Pelléas et Mélisande

Claude Debussy

Oper in fünf Akten Dichtung von Maurice Maeterlinck In französischer Sprache mit deutschen und englischen Übertiteln

Auf der Suche nach einer ganz eigenen Welt schuf Claude Debussy nach dem symbolistisch-irisierenden Schauspiel von Maurice Maeterlinck ein Traumstück, eine introvertiert-verrätselte Oper, aus der die Stimme des Unbewussten zu sprechen scheint. Aller Dramatik entbunden, ist die rezitativisch-deklamatorische Musik laut Debussy »Schilderung dessen, was in der Natur nicht sichtbar ist«. Unterschwellig souffliert sie uns seelische Prozesse von der Entfremdung derer, die ehelich zusammengehören, und vertraut uns die Tragödie zwischen den unglücklich Liebenden Pélleas und Mélisande an.

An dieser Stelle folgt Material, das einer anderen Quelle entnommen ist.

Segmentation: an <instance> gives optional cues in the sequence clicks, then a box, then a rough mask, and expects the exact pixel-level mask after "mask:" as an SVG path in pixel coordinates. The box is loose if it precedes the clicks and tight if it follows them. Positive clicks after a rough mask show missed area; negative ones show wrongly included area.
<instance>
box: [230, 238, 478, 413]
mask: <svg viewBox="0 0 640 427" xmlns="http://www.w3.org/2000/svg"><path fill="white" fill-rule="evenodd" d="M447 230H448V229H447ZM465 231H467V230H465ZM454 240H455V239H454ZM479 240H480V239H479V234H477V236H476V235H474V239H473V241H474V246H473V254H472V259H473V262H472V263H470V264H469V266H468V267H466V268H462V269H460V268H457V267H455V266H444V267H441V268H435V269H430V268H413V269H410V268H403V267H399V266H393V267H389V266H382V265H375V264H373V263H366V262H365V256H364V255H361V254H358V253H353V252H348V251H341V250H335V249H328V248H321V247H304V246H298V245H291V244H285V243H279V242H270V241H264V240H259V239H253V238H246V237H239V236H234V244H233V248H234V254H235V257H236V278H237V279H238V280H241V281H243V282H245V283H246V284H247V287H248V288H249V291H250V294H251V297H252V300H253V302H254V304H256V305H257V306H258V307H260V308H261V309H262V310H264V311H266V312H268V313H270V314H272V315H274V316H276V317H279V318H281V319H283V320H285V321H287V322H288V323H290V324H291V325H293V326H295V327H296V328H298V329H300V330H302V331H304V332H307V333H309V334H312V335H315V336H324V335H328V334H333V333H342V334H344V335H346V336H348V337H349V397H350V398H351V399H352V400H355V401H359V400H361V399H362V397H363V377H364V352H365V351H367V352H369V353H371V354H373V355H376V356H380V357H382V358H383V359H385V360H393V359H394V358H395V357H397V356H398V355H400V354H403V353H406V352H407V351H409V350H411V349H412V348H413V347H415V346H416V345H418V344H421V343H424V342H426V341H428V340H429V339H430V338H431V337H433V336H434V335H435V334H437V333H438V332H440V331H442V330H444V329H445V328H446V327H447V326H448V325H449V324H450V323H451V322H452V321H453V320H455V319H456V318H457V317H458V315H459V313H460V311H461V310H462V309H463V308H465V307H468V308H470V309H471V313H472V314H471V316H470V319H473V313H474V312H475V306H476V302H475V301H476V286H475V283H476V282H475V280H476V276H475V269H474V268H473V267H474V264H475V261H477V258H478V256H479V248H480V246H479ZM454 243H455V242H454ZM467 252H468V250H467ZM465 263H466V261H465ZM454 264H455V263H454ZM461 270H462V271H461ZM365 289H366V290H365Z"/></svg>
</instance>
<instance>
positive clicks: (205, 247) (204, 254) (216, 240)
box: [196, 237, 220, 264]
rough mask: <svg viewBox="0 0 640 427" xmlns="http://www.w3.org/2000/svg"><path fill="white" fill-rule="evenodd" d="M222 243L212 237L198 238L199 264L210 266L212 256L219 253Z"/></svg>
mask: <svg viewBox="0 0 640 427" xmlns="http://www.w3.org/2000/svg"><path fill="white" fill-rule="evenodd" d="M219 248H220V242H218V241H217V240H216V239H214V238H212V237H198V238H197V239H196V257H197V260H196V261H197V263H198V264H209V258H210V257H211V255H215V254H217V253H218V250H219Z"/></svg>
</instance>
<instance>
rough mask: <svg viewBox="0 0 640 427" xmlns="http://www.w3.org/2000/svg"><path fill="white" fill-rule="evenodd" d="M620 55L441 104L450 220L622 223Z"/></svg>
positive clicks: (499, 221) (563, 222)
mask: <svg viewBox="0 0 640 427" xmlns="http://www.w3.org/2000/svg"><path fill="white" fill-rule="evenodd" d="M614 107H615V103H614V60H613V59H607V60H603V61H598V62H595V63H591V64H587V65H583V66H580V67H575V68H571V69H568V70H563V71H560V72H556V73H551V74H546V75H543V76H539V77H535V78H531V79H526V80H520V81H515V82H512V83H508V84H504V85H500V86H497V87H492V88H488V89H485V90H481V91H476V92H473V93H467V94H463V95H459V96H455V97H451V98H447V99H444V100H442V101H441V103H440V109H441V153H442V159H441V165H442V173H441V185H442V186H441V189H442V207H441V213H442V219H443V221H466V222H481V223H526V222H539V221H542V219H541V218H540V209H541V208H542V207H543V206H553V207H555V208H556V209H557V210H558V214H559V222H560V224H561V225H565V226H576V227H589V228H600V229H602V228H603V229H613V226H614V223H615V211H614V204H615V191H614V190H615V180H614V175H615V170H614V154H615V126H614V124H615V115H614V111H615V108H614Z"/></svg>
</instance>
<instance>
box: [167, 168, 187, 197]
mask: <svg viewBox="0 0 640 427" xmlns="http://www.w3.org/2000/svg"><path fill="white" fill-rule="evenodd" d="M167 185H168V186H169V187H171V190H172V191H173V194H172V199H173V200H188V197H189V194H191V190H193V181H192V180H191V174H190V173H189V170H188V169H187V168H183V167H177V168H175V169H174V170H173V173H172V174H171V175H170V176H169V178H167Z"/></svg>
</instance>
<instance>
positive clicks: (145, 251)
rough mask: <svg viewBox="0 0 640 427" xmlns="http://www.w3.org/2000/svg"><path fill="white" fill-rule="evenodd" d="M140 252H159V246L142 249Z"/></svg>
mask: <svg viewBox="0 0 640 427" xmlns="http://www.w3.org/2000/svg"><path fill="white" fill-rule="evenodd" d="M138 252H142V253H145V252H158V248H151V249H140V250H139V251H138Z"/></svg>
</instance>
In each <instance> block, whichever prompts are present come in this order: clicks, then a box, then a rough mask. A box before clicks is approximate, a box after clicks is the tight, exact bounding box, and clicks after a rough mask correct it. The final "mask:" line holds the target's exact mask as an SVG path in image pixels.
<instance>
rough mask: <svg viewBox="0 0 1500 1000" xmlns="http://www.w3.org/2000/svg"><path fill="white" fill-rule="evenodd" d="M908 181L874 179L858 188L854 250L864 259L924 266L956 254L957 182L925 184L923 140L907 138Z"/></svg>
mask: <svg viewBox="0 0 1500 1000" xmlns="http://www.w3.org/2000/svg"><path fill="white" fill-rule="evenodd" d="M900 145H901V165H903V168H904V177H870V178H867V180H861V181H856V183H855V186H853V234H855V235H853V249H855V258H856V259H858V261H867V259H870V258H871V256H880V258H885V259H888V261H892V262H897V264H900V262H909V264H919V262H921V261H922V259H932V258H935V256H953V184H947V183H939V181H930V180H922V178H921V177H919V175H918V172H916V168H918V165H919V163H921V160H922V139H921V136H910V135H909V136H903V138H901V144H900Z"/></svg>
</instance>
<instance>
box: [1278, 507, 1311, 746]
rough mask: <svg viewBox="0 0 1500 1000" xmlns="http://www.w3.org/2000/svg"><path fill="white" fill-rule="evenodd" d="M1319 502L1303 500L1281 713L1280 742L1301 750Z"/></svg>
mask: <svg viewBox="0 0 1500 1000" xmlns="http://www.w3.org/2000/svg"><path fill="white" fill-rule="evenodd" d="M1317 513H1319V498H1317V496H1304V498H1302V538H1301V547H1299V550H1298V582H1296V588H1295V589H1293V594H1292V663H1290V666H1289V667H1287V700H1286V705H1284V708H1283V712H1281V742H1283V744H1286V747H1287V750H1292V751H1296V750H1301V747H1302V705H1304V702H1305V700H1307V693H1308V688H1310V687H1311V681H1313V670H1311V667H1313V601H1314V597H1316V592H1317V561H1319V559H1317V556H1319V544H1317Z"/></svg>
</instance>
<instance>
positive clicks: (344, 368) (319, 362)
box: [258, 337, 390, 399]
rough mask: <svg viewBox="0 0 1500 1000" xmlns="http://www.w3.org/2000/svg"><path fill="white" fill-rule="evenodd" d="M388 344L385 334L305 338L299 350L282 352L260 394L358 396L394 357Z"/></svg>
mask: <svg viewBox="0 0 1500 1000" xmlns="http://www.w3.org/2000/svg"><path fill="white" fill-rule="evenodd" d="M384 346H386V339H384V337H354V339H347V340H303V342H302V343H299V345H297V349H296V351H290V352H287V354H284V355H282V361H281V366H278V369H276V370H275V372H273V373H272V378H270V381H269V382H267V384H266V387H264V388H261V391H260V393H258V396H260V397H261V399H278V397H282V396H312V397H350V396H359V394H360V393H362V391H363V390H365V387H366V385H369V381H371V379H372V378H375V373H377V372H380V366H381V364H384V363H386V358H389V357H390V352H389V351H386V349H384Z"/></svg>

Im Jahre 1902 in Paris uraufgeführt, musste das Werk im einerseits nachwagnerschen und andererseits veristischen Kontext befremden, so singulär kam Debussys »Drame lyrique« daher. Doch lange Zeit verging nicht, bis dies unerhört magische Werk seinen Siegeszug um die Welt antrat. Genauso einzigartig wie international erfolgreich für die heutige Zeit ist die längst Kultstatus genießende katalanische Theatergruppe La Fura dels Baus, die das Werk in Szene setzen wird – spektakulär, bewegt, bildgewaltig und abseits jeder Tradition.

Zusammenfassung

Auf der Suche nach einer ganz eigenen Welt schuf Claude Debussy nach dem symbolistisch-irisierenden Schauspiel von Maurice Maeterlinck ein Traumstück, eine introvertiert-verrätselte Oper, aus der die Stimme des Unbewussten zu sprechen scheint. Aller Dramatik entbunden, ist die rezitativisch-deklamatorische Musik laut Debussy »Schilderung dessen, was in der Natur nicht sichtbar ist«. Unterschwellig souffliert sie uns seelische Prozesse von der Entfremdung derer, die ehelich zusammengehören, und vertraut uns die Tragödie zwischen den unglücklich Liebenden Pélleas und Mélisande an. Im Jahre 1902 in Paris uraufgeführt, musste das Werk im einerseits nachwagnerschen und andererseits veristischen Kontext befremden, so singulär kam Debussys »Drame lyrique« daher. Doch lange Zeit verging nicht, bis dies unerhört magische Werk seinen Siegeszug um die Welt antrat. Genauso einzigartig wie international erfolgreich für die heutige Zeit ist die längst Kultstatus genießende katalanische Theatergruppe La Fura dels Baus, die das Werk in Szene setzen wird – spektakulär, bewegt, bildgewaltig und abseits jeder Tradition.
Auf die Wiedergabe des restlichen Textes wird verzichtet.